For years, MMLU tracked progress cleanly. GPT-3 in 2020 scored ~44%, GPT-3.5 in 2022 was ~70%, GPT-4 in 2023 hit 86%, and Claude 3 Opus pushed past 88% in 2024. By 2025-2026, every frontier model — Claude Opus 4.7, GPT-5, Gemini 3 Ultra, DeepSeek V4 — scores in the 88-92% range. The benchmark is functionally saturated; differences inside that band are mostly noise from question ambiguity, not real capability gaps.

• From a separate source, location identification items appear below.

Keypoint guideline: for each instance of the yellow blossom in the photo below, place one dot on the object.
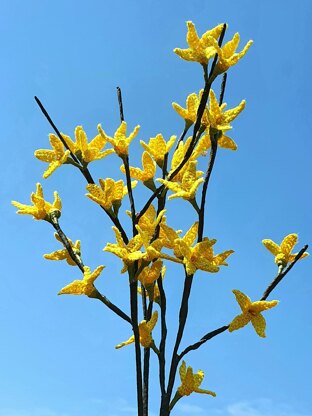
(189, 114)
(63, 254)
(87, 152)
(41, 210)
(158, 147)
(201, 256)
(283, 252)
(251, 312)
(109, 193)
(199, 50)
(120, 141)
(227, 55)
(190, 382)
(145, 332)
(147, 174)
(189, 184)
(55, 157)
(84, 286)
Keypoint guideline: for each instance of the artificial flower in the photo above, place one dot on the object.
(145, 333)
(84, 286)
(63, 254)
(120, 141)
(56, 157)
(190, 382)
(283, 252)
(41, 210)
(251, 312)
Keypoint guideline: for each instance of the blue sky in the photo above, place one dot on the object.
(57, 353)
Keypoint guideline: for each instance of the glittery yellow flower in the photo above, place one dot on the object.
(189, 114)
(87, 152)
(227, 55)
(56, 157)
(190, 382)
(147, 174)
(84, 286)
(189, 184)
(41, 210)
(109, 193)
(158, 147)
(283, 252)
(199, 50)
(145, 331)
(120, 141)
(63, 254)
(251, 312)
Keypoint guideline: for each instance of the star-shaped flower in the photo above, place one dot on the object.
(56, 157)
(199, 50)
(251, 312)
(109, 193)
(190, 382)
(120, 141)
(84, 286)
(147, 174)
(227, 55)
(189, 114)
(145, 331)
(63, 254)
(87, 152)
(283, 252)
(41, 210)
(158, 147)
(189, 184)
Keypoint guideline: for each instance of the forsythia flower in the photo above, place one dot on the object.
(158, 147)
(55, 157)
(189, 114)
(201, 256)
(63, 254)
(283, 252)
(120, 141)
(251, 313)
(109, 193)
(87, 152)
(191, 381)
(199, 49)
(147, 174)
(41, 210)
(145, 331)
(84, 286)
(189, 184)
(227, 55)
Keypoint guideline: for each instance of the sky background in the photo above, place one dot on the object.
(57, 355)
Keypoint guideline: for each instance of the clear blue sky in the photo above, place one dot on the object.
(57, 353)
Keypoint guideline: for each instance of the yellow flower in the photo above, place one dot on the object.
(84, 286)
(189, 184)
(109, 193)
(41, 210)
(227, 55)
(191, 382)
(120, 141)
(283, 252)
(55, 157)
(189, 114)
(147, 174)
(87, 152)
(199, 50)
(251, 313)
(145, 331)
(158, 147)
(63, 254)
(201, 256)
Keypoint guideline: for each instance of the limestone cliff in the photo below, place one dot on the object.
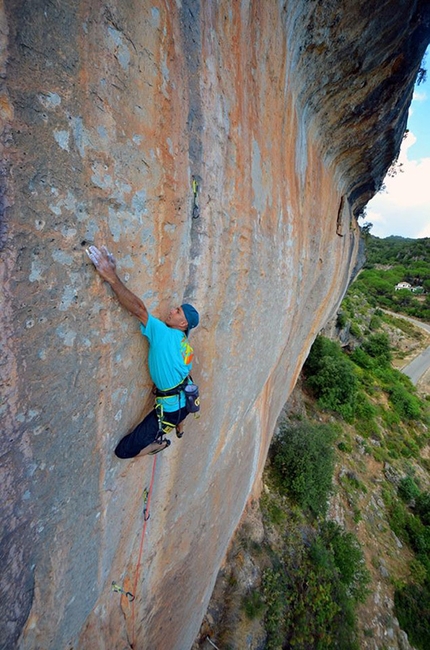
(288, 114)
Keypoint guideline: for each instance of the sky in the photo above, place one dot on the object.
(403, 208)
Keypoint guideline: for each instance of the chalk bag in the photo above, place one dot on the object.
(192, 398)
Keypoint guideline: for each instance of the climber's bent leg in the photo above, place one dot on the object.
(142, 440)
(142, 436)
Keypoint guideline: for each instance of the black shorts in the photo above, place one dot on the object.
(146, 432)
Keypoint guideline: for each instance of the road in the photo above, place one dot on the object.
(416, 368)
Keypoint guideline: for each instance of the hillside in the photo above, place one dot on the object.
(351, 407)
(395, 260)
(223, 152)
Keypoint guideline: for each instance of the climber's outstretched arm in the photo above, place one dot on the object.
(106, 267)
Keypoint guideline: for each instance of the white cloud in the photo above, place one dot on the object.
(404, 207)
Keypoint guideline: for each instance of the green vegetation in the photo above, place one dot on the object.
(317, 575)
(303, 463)
(393, 260)
(360, 409)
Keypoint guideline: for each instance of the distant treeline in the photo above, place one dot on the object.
(393, 260)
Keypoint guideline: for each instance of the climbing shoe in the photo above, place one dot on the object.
(157, 451)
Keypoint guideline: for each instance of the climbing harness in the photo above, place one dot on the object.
(192, 403)
(118, 589)
(196, 208)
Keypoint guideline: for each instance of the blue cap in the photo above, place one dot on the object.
(192, 316)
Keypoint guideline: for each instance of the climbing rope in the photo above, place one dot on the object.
(118, 589)
(147, 493)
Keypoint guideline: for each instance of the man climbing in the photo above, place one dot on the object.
(169, 359)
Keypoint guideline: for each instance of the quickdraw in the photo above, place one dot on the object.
(145, 497)
(196, 209)
(118, 589)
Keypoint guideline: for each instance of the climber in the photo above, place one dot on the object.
(169, 358)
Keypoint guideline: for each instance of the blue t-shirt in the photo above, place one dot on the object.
(170, 359)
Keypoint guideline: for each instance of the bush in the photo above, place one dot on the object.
(378, 347)
(404, 403)
(411, 606)
(422, 507)
(331, 376)
(303, 461)
(408, 489)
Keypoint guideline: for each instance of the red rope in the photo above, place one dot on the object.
(146, 518)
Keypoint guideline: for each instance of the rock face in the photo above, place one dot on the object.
(288, 117)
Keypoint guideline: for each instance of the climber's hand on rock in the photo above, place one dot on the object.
(104, 262)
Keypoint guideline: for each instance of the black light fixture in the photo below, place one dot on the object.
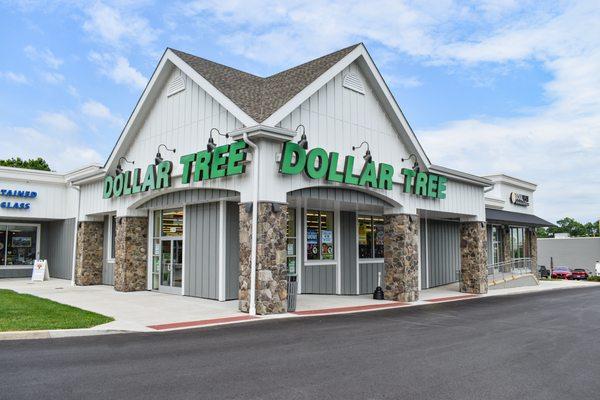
(210, 146)
(119, 169)
(158, 158)
(367, 157)
(303, 142)
(416, 167)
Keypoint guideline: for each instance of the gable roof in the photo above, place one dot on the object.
(260, 97)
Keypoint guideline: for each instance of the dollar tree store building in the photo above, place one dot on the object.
(223, 183)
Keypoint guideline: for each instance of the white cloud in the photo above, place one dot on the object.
(14, 77)
(62, 152)
(56, 123)
(53, 78)
(97, 110)
(119, 70)
(117, 27)
(46, 56)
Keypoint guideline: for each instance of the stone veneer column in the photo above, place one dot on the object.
(532, 235)
(401, 257)
(271, 268)
(88, 266)
(131, 254)
(473, 257)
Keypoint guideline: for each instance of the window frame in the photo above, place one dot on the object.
(320, 260)
(373, 243)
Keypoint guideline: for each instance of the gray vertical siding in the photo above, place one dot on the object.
(348, 251)
(232, 251)
(202, 250)
(318, 279)
(368, 276)
(108, 268)
(57, 241)
(443, 253)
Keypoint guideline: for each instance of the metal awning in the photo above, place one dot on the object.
(510, 217)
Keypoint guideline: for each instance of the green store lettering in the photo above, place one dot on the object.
(318, 164)
(226, 160)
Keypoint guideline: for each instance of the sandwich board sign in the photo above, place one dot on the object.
(40, 271)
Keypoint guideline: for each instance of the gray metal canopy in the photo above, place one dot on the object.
(510, 217)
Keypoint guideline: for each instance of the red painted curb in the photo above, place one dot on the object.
(354, 308)
(189, 324)
(438, 299)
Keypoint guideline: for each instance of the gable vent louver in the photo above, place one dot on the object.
(353, 82)
(176, 85)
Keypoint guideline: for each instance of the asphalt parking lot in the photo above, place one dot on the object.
(534, 346)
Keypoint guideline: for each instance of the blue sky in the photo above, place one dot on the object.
(488, 86)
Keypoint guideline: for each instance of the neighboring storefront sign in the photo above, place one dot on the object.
(318, 164)
(226, 160)
(18, 194)
(519, 199)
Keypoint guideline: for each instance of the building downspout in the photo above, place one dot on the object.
(74, 263)
(255, 158)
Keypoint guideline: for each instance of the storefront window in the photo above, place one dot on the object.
(319, 235)
(291, 242)
(496, 244)
(21, 245)
(370, 237)
(167, 246)
(517, 242)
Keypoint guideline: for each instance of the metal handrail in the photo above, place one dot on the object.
(510, 269)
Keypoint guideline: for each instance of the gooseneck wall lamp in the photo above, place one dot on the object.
(210, 146)
(416, 167)
(119, 169)
(158, 159)
(303, 142)
(367, 157)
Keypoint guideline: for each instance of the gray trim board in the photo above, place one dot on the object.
(188, 196)
(339, 195)
(202, 250)
(348, 247)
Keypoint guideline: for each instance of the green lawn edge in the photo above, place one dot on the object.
(25, 312)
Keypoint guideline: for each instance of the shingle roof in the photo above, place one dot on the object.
(260, 97)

MMLU still gets cited because it's familiar and the dataset is fixed. But labs have moved to harder successors: MMLU-Pro (10 options instead of 4, harder questions, ~75% frontier ceiling in 2026), GPQA Diamond (PhD-level science, ~70% frontier), and Humanity's Last Exam (curated impossible-for-most-experts, ~30% frontier). If a 2026 launch leads with MMLU numbers, that's a marketing tell — they're showing the easy benchmark because the harder ones don't look as good.
Example
A 2026 model card showing MMLU 91% / MMLU-Pro 76% / GPQA Diamond 68% tells you the model is in the frontier tier. The MMLU number alone tells you nothing — every serious model clears 88%.
Why it matters
MMLU is the canonical example of benchmark saturation. Knowing why it's no longer useful trains you to read benchmark claims skeptically — always ask which benchmark, what version, and where the frontier ceiling currently sits.